Enfin, la majorité des répondants (81,5%) privilégie un équilibre entre mesures incitatives et restrictives dans leur package idéal. Ce constat s’aligne sur les conclusions de recherches antérieures, qui suggèrent que l’adhésion aux « policy package » augmente lorsqu’une mesure impopulaire est associée à des mesures populaires (Fesenfeld et al., 2019 ; Wicki et al., 2019).

Les croyances individuelles influencent l’acceptation des politiques publiques

Au-delà des préférences exprimées pour certains types de politiques, l’étude met en lumière un facteur souvent sous-estimé : l’influence des croyances individuelles sur le soutien aux politiques publiques.

Contrairement aux idées reçues, ni le statut pondéral ni le fait de souffrir de maladies liées à l’alimentation n’ont eu d’effet significatif sur le niveau de soutien aux politiques proposées.

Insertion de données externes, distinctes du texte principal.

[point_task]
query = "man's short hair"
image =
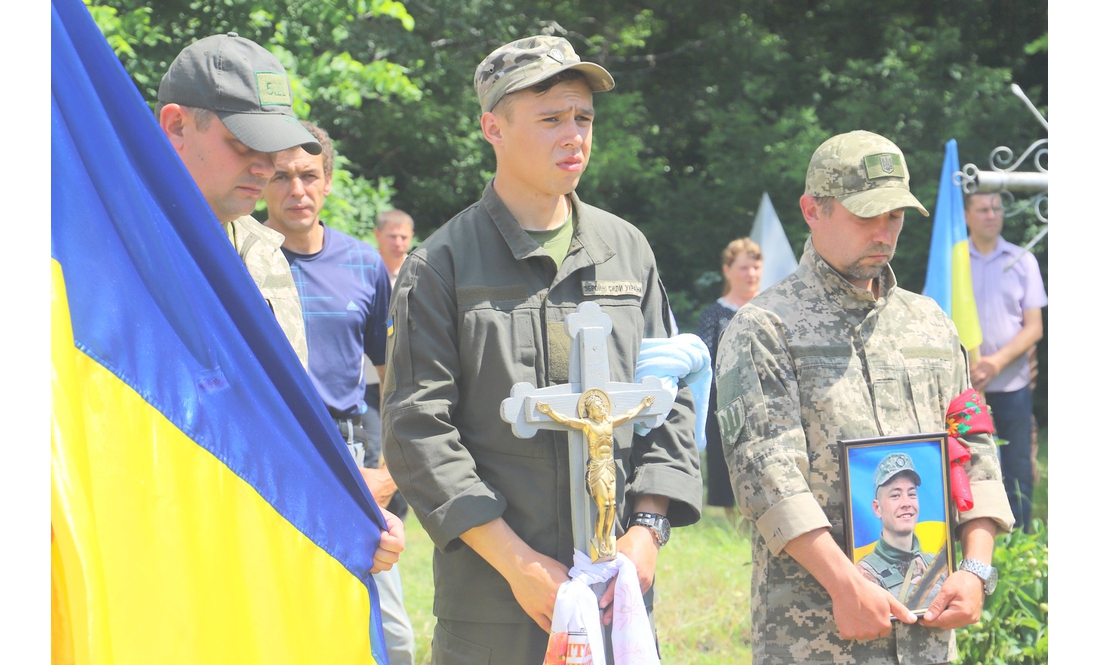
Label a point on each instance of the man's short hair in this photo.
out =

Autrement dit, être directement exposé aux conséquences d’une alimentation de mauvaise qualité nutritionnelle ne se traduit pas nécessairement par une adhésion plus forte aux politiques de régulation.

En revanche, les croyances concernant la reconnaissance des problèmes alimentaires comme enjeux collectifs s’avèrent déterminantes. Les individus qui considèrent que la consommation d’aliments à limiter pour la santé représente un problème sociétal majeur et que l’action publique est justifiée manifestent un soutien nettement plus fort aux politiques, en particulier aux plus restrictives. Ce résultat renforce l’idée que les perceptions et représentations sociales jouent un rôle crucial dans la réception des politiques de santé publique.

Basé sur : Wahnschafft S, Spiller A, Boztuğ Y, von Philipsborn P, Lemken D. Examining public support for comprehensive policy packages to tackle unhealthy food environments. Public Health Nutr. 2024 Dec 22;28(1):e7. 

Méthodologie
Messages clés
  • L’acceptabilité des combinaisons de politiques dépend fortement de leur composition.
  • L’implication directe des citoyens dans la conception des politiques accroît leur acceptation, avec une préférence pour des combinaisons équilibrées entre mesures incitatives et restrictives.
  • Les croyances individuelles influencent davantage le soutien aux politiques que l’état de santé ou l’expérience personnelle liée aux enjeux alimentaires.